The COVID-19 pandemic is placing Ontario's already precarious school bus industry under additional strain, parents and advocates argued amid mounting reports of masse route cancellations and overcrowded vehicles.
They said Wednesday that the growing list of problems, emerging just two days into the province's return to school, come on top of a long-standing bus driver shortage across Ontario and are compounding a situation that was troubling long before the global outbreak.
Debbie Montgomery, president of Unifor Local 4268 which represents bus drivers, said the full picture of driver retention and recruitment is still taking shape.
But she said lack of clarity around safety protocols and access to personal protective equipment has contributed to the situation unfolding across the province.
"Now we're hearing that routes are just being cancelled. There's nothing else they can do," Montgomery said in a telephone interview.
"They can't attract new people and they can't keep those they had. The vehicle might be there but the operator is not."
Twelve bus routes were cancelled in both the Grey-Bruce and Thunder Bay regions as of Wednesday.
In Sudbury, Ont., the student services consortium announced Monday that 23 routes will not run for at least the first week of school because not enough drivers returned to work.
Providers cited the pandemic and related health concerns as reasons for keeping drivers off the job.
"The school bus industry has been struggling with a driver shortage for more than five years and the global COVID-19 pandemic has only exacerbated the problem for this school year," Student Transportation Services of Thunder Bay said in a statement.
The statement said the average age of a bus driver in the area is 57, with some in their 70s, and many drivers have decided to remain off the job due to age-related health risks from COVID-19.
"We respect their right to make this decision regarding their safety," the statement read. "Unfortunately, we are now faced with the unfortunate situation of having to suspend some bus routes at the start of the school year."
Montgomery said around 60 per cent of bus drivers are over the age of 60 and many are feeling pressure from their families who argue a job paying between $16 and $20 per hour is not worth the health risk.
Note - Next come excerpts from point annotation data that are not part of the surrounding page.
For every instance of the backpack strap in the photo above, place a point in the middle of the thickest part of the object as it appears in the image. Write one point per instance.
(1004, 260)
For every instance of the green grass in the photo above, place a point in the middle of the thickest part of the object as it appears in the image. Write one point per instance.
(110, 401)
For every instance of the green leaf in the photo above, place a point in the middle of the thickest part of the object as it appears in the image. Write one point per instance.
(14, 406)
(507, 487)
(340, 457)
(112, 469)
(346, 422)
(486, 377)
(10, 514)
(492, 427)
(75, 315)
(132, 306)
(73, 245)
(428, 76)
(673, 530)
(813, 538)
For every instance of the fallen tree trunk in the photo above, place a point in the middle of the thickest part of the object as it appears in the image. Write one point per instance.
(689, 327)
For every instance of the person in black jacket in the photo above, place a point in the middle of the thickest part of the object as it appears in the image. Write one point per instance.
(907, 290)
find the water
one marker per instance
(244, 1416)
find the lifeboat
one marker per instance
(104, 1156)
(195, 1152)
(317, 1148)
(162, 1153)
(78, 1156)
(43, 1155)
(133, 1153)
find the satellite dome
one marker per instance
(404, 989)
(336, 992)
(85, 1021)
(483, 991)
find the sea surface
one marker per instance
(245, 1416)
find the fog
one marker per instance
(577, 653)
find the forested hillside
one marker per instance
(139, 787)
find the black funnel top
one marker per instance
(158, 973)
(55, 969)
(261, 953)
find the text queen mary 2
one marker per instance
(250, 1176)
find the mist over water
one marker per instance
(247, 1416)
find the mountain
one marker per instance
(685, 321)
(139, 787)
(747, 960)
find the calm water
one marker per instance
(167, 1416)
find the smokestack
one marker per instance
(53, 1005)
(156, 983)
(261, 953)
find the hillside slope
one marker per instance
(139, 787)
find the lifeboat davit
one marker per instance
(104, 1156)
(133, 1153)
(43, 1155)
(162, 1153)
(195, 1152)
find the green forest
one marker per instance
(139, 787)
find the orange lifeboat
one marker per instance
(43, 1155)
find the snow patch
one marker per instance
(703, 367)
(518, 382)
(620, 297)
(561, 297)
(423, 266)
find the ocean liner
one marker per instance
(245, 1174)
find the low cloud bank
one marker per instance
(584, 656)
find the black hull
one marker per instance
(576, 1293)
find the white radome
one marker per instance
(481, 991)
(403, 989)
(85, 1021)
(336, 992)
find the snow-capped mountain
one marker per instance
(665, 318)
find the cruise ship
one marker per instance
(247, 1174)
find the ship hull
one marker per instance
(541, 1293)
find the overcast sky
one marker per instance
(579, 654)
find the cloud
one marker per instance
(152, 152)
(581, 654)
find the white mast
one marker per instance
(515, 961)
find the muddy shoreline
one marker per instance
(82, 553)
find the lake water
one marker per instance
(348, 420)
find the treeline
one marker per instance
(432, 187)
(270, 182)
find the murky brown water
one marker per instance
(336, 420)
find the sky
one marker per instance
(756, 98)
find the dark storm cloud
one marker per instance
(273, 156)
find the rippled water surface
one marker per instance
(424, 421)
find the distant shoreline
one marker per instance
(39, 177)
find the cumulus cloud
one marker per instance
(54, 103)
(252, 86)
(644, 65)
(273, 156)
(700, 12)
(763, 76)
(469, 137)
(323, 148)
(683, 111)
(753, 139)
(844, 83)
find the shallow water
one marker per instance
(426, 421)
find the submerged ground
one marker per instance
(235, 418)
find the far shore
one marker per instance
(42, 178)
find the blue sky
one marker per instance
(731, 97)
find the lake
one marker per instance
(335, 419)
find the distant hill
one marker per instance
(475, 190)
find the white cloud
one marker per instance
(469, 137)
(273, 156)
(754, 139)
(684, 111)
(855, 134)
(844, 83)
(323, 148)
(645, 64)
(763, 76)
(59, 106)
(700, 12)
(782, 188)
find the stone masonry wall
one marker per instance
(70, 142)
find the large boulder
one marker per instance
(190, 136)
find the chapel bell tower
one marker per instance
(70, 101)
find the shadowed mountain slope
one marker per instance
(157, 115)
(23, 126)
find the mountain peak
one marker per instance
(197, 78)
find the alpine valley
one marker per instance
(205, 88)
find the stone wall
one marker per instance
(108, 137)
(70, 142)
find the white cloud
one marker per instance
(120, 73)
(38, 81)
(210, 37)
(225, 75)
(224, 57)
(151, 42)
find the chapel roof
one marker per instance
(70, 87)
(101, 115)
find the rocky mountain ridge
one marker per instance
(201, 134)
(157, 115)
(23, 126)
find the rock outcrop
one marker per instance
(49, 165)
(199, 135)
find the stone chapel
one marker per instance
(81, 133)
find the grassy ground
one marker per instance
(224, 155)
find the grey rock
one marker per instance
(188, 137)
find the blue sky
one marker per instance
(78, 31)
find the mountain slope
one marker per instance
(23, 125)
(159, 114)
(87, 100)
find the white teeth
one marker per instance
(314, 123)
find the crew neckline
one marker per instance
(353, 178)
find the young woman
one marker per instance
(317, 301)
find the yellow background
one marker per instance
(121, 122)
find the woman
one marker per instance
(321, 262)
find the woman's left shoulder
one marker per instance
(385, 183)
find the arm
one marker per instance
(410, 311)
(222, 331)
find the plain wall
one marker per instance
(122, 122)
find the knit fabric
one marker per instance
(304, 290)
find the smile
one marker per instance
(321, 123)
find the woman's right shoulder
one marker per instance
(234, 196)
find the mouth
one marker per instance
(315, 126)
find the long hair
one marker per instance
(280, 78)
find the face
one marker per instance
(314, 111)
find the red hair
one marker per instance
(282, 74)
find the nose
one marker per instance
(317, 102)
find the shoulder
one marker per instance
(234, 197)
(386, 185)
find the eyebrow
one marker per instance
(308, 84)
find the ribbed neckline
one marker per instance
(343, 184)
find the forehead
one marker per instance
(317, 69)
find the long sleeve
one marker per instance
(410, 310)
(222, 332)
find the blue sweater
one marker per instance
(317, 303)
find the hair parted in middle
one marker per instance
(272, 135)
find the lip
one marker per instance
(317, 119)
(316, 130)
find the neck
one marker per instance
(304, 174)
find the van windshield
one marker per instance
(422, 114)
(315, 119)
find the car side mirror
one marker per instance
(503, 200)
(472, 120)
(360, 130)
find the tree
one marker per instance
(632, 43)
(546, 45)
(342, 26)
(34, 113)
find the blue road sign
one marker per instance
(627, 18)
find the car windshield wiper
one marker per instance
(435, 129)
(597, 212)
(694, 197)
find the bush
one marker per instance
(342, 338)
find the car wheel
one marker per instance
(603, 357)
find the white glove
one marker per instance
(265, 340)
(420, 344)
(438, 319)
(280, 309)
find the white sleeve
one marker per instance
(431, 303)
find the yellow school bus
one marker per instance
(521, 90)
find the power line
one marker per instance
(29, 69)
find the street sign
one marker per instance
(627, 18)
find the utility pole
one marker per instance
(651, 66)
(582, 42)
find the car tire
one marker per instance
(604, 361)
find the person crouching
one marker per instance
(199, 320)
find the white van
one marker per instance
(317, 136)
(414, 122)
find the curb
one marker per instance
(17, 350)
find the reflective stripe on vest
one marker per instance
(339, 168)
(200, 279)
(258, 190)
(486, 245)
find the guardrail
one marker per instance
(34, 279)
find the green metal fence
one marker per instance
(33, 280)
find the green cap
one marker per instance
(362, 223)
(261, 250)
"When you can't feel confident in your protection, that's huge," she said. "Every day, there's at least another person saying, 'I can't risk this.'"
The cancellations come weeks after the union raised concerns over driver well-being and called for better health and safety guidance for the industry.
Montgomery said the union's requests, including calls for greater compensation for new duties like taking attendance and making sure kids stay in their assigned seats, have not been addressed.
A spokesperson for Education Minister Stephen Lecce pointed to $100 million in funding the ministry has committed for various aspects of transportation to schools during the pandemic, including protective equipment for drivers and driver recruitment.
"We will never hesitate from taking further action to protect the health and safety of Ontario's students and education staff," spokeswoman Caitlin Clark said in an statement.
Brandi Gowan, a mother in the Bruce County area, said the uncertainty around transportation is making a challenging back-to-school year even more difficult.
"Families are already feeling stress ... from the pandemic, stress around job security and stress from sending their child back to school, and now we have to worry about busing and whether we have anyone to look after or drive our children into school," Gowan said in an email.
Busing has posed challenges as classes resume across the country, with concerns raised about physical distancing on packed routes and drivers on strike in Winnipeg this week.
Regulations vary across provinces and school boards. Some governments such as Quebec have introduced limits on the number of students allowed on a bus.
New Brunswick, Saskatchewan and British Columbia are allowing for barriers between the drivers and passengers. A similar precaution has not been guaranteed in Ontario, sparking concern among drivers, Montgomery said.
Parents have been encouraged to arrange rides for their children to address the space shortage, but it isn't an option for all families, especially those with a long commute to school.
And even for families with operational bus routes, sending kids off on a bus and into the classroom has been an emotional transition.
Jennifer McLean, a mother based in the central Ontario community of Oro-Medonte, Ont., her Grade 10 daughter texted from the bus Wednesday morning reporting that little had changed on her route, where she was seated centimetres away from another rider.
With health issues preventing her from driving her child to school, McLean said the initial reports are scary as their small family bubble grows "exponentially" with the return to class.
"I hugged her goodbye this morning and she knows that she can't hug me when she comes home," she said. "We don't know how to deal with this."